What is the European Commission (The Commission)?

The Commission is responsible for proposing laws to the European Council and the Parliament. It implements decisions and is responsible for the day-to-day running of the Union. If Lisbon is approved, each Member State will continue to appoint one Commissioner for each term (5 years).

What is the European Council?

The European Council is is made up of the democratically elected Prime Ministers of the 27 Member States, and the President of the Commission. It deals with major issues facing the EU and sets the EU’s strategic direction

Under Lisbon, a new permanent chairperson will coordinate the European Council’s work for a two and a half year term. Lisbon also means the Council’s meetings are held in public and its role is formalised.

What is the European Court of Auditors?

This body audits the accounts of all the EU institutions. There is one member from each Member State.

What is the European Court of Justice?

The European Court of Justice is the ultimate arbiter of EU law. It consists of one member from each Member State and has the ultimate say on questions of EU law and ensures that they are applied equally in all Member States.

What is the European Union (EU)?

The EU is an economic and political union of 27 Member States, and was known as the European Economic Community until 1993. With a population of almost 500 million, the EU generates an estimated 30% share of the World’s gross product.

What is the European Economic Community (EC)?

This was the forerunner of the EU until 1993 when the Treaty of Maastricht was approved by the Member States. The EEC was created in 1957 to bring about economic integration (including a single market) between Belgium, France, Germany, Italy, Luxembourg and the Netherlands. It later expanded to include Ireland in 1973.

What is the High Representative for Common Foreign and Security Policy?

This is the main coordinator of the Common Foreign and Security Policy within the European Union. The position is currently held by Javier Solana and is based in the General Secretariat of the Council of the European Union.
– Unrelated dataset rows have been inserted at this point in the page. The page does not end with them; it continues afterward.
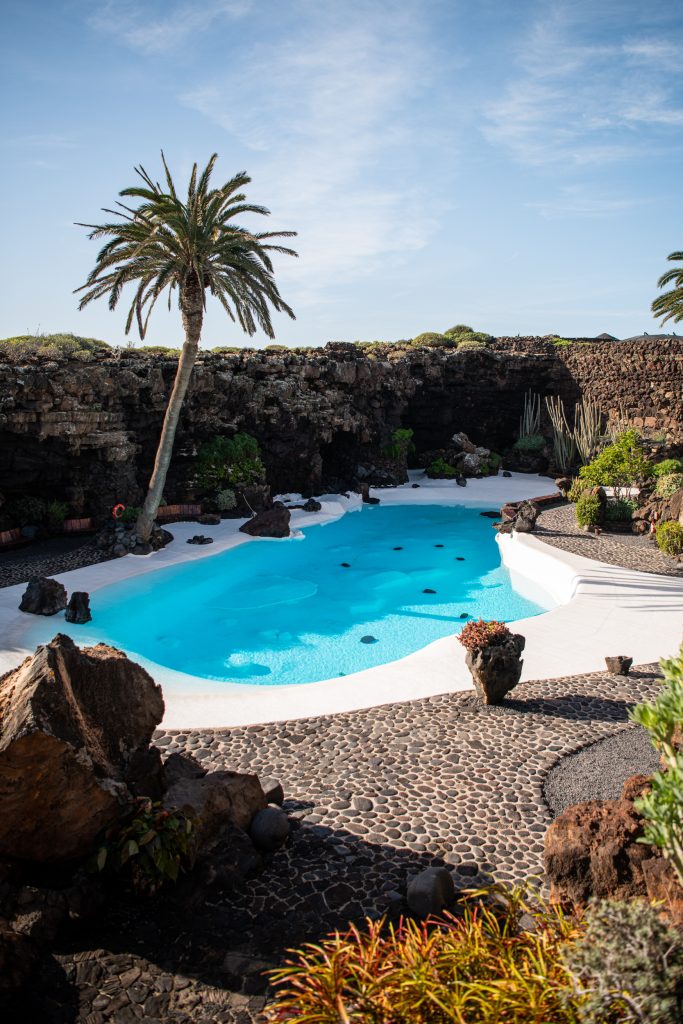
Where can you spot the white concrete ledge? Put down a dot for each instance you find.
(602, 610)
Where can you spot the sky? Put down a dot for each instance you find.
(512, 165)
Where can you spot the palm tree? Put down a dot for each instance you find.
(670, 305)
(165, 243)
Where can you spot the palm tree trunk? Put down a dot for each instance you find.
(191, 308)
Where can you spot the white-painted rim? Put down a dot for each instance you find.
(601, 610)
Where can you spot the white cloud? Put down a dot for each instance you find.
(133, 25)
(578, 102)
(575, 202)
(334, 142)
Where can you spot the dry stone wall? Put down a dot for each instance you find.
(86, 432)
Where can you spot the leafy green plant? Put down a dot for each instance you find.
(578, 489)
(668, 466)
(400, 444)
(668, 484)
(479, 634)
(235, 461)
(26, 511)
(49, 346)
(530, 443)
(620, 465)
(225, 500)
(589, 510)
(669, 537)
(663, 806)
(55, 513)
(478, 969)
(433, 340)
(627, 967)
(148, 843)
(440, 469)
(620, 510)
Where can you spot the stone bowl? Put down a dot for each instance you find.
(619, 666)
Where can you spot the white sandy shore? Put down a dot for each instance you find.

The post was introduced by the Treaty of Amsterdam and its holder, together with the national Foreign Minister holding the Presidency of the Council of the European Union, represents the council of Foreign Ministers of the Union. The Clinton administration claimed in May 2000 that Solana was the fulfillment of Henry Kissinger’s desire to have a phone number to talk to Europe (‘Who do I call if I want to call Europe?’- Henry Kissinger).

What is an MEP

An MEP is a member of the European Parliament. Ireland elects 12 MEP's.

What is a Commissioner?

A Commissioner is a member of the European Commission. There are 27 of these, and if Lisbon is passed each State will keep the right to appoint a Commissioner.

What is the President of the Council?

This person acts as a chairperson for the work of the European Council. Currently, Prime Ministers take in turn to chair for six months at a time. It is proposed instead that they choose someone for a two and a half year period to prepare and chair their meetings. That person will have no autonomous decision-making power.

What is the Secretary-General of the European Commission?

This is the most senior civil servant in the European Commission. The current and previous holders of this position are both Irish.

What is Subsidiarity?

This is a principle of EU law, which is that actions should only be taken by the EU in areas where action by individual Member States is not enough to deal with the issue, and that in general decisions should be taken at the most effective level.

What is Shared Competence?

This is where the EU’s responsibilities and scope of authority on certain issues are shared with the Member States, including transport, energy and agriculture.